Editorial, Redacción Resulta positivo observar que los parlamentarios de la Región de Aysén han manifestado preocupación por las condiciones de infraestructura que presentan diversos establecimientos educacionales del territorio. Cuando se trata de educación, toda señal de interés y compromiso institucional es bienvenida, especialmente en una región donde las condiciones climáticas, el aislamiento y el paso del tiempo suelen ejercer una presión adicional sobre los inmuebles destinados a la formación de niños, niñas y jóvenes.
Sin embargo, la preocupación por sí sola no basta. El verdadero desafío consiste en transformar esa inquietud en acciones concretas que permitan abordar los problemas antes de que alcancen niveles críticos. La educación requiere planificación, inversión y una mirada de largo plazo que garantice espacios seguros, adecuados y dignos para las comunidades escolares.
Uno de los aspectos que parece necesario fortalecer es la existencia de un diagnóstico actualizado sobre el estado de la infraestructura educativa regional. Contar con un catastro integral permitiría identificar necesidades, establecer prioridades y programar intervenciones de manera oportuna. Sin esa información, el riesgo es actuar únicamente cuando los problemas ya se han vuelto evidentes o cuando las comunidades educativas enfrentan situaciones complejas que podrían haberse evitado.
El caso del Liceo de Melinka es un ejemplo que invita a la reflexión. Más allá de las particularidades de ese establecimiento, deja en evidencia la importancia de anticiparse a las dificultades y de generar mecanismos que permitan detectar oportunamente las necesidades de mantenimiento, mejoramiento o reposición de infraestructura.
La situación no es exclusiva de un plantel. Existen establecimientos que desde hace años esperan inversiones para mejorar sus condiciones y responder adecuadamente a las exigencias educativas actuales. En muchos casos, estas demandas son conocidas por las comunidades escolares y forman parte de conversaciones que se han prolongado por largo tiempo.

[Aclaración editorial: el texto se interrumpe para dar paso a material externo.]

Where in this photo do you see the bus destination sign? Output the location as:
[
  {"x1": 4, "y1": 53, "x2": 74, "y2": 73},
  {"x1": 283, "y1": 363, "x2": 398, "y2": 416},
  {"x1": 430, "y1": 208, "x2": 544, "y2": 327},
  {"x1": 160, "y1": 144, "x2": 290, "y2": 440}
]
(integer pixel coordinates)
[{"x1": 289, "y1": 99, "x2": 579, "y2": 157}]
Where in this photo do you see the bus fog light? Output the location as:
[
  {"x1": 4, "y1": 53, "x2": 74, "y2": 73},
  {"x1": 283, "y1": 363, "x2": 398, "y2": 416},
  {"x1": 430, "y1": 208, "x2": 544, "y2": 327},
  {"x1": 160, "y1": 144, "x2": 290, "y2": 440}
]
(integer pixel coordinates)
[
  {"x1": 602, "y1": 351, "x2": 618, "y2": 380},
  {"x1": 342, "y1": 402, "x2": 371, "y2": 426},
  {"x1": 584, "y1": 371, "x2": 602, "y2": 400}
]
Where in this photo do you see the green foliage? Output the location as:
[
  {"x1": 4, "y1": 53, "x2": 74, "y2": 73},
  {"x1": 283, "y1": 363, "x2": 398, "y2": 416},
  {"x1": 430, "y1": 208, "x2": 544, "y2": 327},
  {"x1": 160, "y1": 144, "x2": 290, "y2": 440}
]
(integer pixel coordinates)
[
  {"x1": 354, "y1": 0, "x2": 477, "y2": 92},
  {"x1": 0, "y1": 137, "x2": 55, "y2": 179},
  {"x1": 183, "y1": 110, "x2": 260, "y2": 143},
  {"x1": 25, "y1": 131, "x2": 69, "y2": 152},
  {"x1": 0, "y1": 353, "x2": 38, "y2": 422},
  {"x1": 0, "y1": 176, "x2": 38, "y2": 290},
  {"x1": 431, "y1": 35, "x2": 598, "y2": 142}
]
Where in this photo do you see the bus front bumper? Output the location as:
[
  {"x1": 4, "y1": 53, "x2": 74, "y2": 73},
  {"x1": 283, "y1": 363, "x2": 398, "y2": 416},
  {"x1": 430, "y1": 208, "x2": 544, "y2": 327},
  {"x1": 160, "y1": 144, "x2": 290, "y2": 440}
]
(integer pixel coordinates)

Por ello, resulta fundamental que el interés expresado por los representantes parlamentarios encuentre eco en las autoridades sectoriales y en los organismos responsables de la planificación de inversiones públicas. La infraestructura educativa no puede ser considerada un tema secundario, porque las condiciones físicas de los establecimientos influyen directamente en los procesos de enseñanza, en la convivencia escolar y en el bienestar de estudiantes, docentes y asistentes de la educación.
Aysén enfrenta múltiples desafíos territoriales, pero precisamente por esa realidad la educación debe ocupar un lugar prioritario en la agenda pública. Invertir en infraestructura escolar no es simplemente mejorar edificios; es fortalecer las oportunidades de desarrollo de las futuras generaciones.
La mejor política en esta materia siempre será la prevención. Detectar problemas a tiempo, planificar inversiones y actuar con anticipación resulta mucho más eficiente que reaccionar cuando las dificultades ya afectan el funcionamiento normal de los establecimientos. La región necesita avanzar hacia esa lógica, porque la educación merece respuestas oportunas y no soluciones de emergencia.